The power may have gone to my head. I glanced back at Reyna and Meg with a self-satisfied smirk, ready to accept their silent adulation.
Instead, they looked as if I’d bent them in half, too.
Meg swayed, her complexion lima-bean green. The skin around Reyna’s eyes was tight with pain. The veins on her temples stood out like lightning bolts. My energy surge was frying them.
Finish it, Reyna mouthed. Her eyes added a silent plea: Before we pass out.
Humbled and ashamed, I grabbed the door handles. My friends had gotten me this far. If Harpocrates was indeed waiting inside this shipping box, I would make sure the full force of his anger fell on me, not Reyna or Meg.
I yanked open the doors and stepped inside.
Ever heard the phrase
“The silence is deafening”?
Yeah, that’s a real thing
IMMEDIATELY, I CRUMPLED TO my hands and knees under the weight of the other god’s power.
Silence enfolded me like liquid titanium. The cloying smell of roses was overwhelming.
I’d forgotten how Harpocrates communicated—with blasts of mental images, oppressive and devoid of sound. Back when I was a god, I’d found this annoying. Now, as a human, I realized it could pulp my brain. At the moment, he was sending me one continuous message: YOU? HATE!
Behind me, Reyna was on her knees, cupping her ears and screaming mutely. Meg was curled on her side, kicking her legs as if trying to throw off the heaviest of blankets.
A moment before, I’d been tearing through metal like it was paper. Now, I could barely lift my head to meet Harpocrates’s gaze.
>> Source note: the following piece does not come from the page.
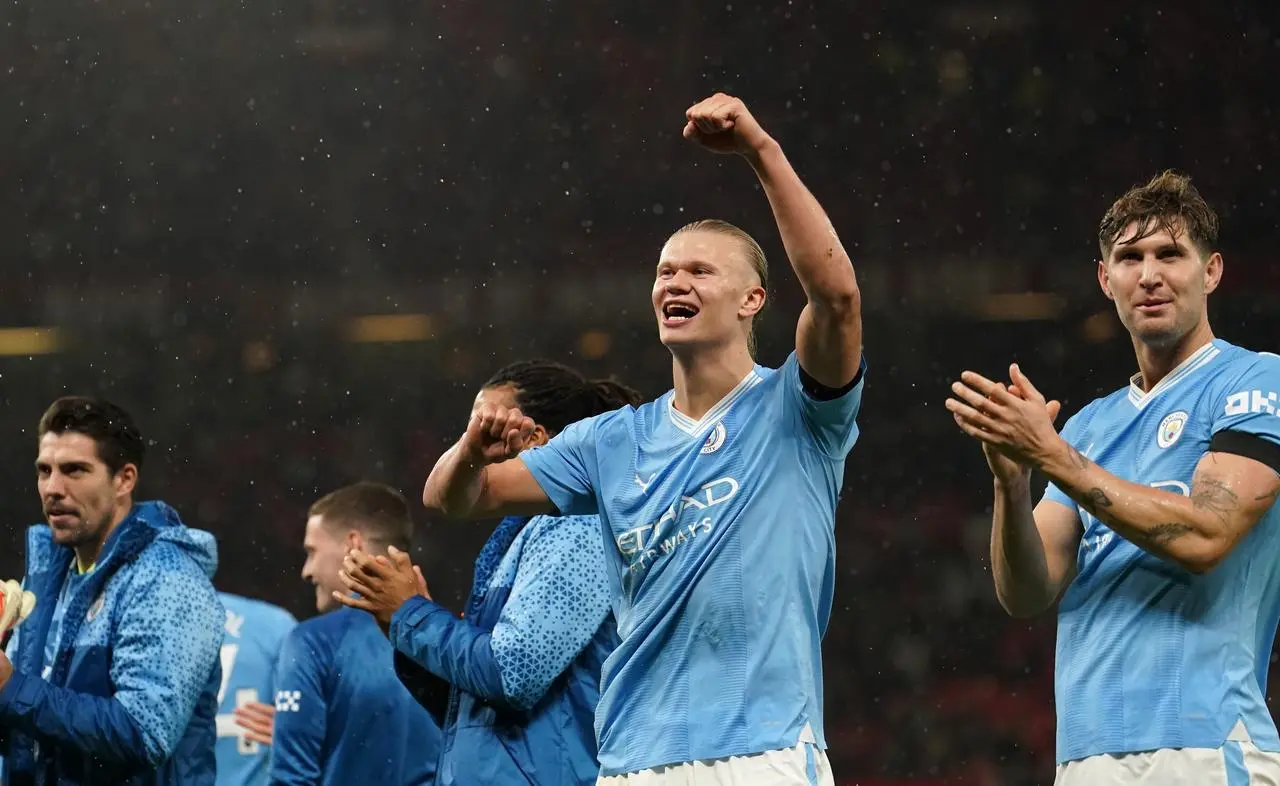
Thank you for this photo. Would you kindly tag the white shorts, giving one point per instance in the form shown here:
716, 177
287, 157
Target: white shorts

The god floated cross-legged at the far end of the room.
He was still the size of a ten-year-old child, still wearing his ridiculous toga and pharaonic bowling-pin crown combo, like so many confused Ptolemaic gods who couldn’t decide if they were Egyptian or Greco-Roman. His braided ponytail snaked down one side of his shaved head. And, of course, he still held one finger to his mouth like the most frustrated, burned-out librarian in the world: SSSHHH!
He could not do otherwise. I recalled that Harpocrates required all his willpower to lower his finger from his mouth. As soon as he stopped concentrating, his hand would pop right back into position. In the old days, I had found that hilarious. Now, not so much.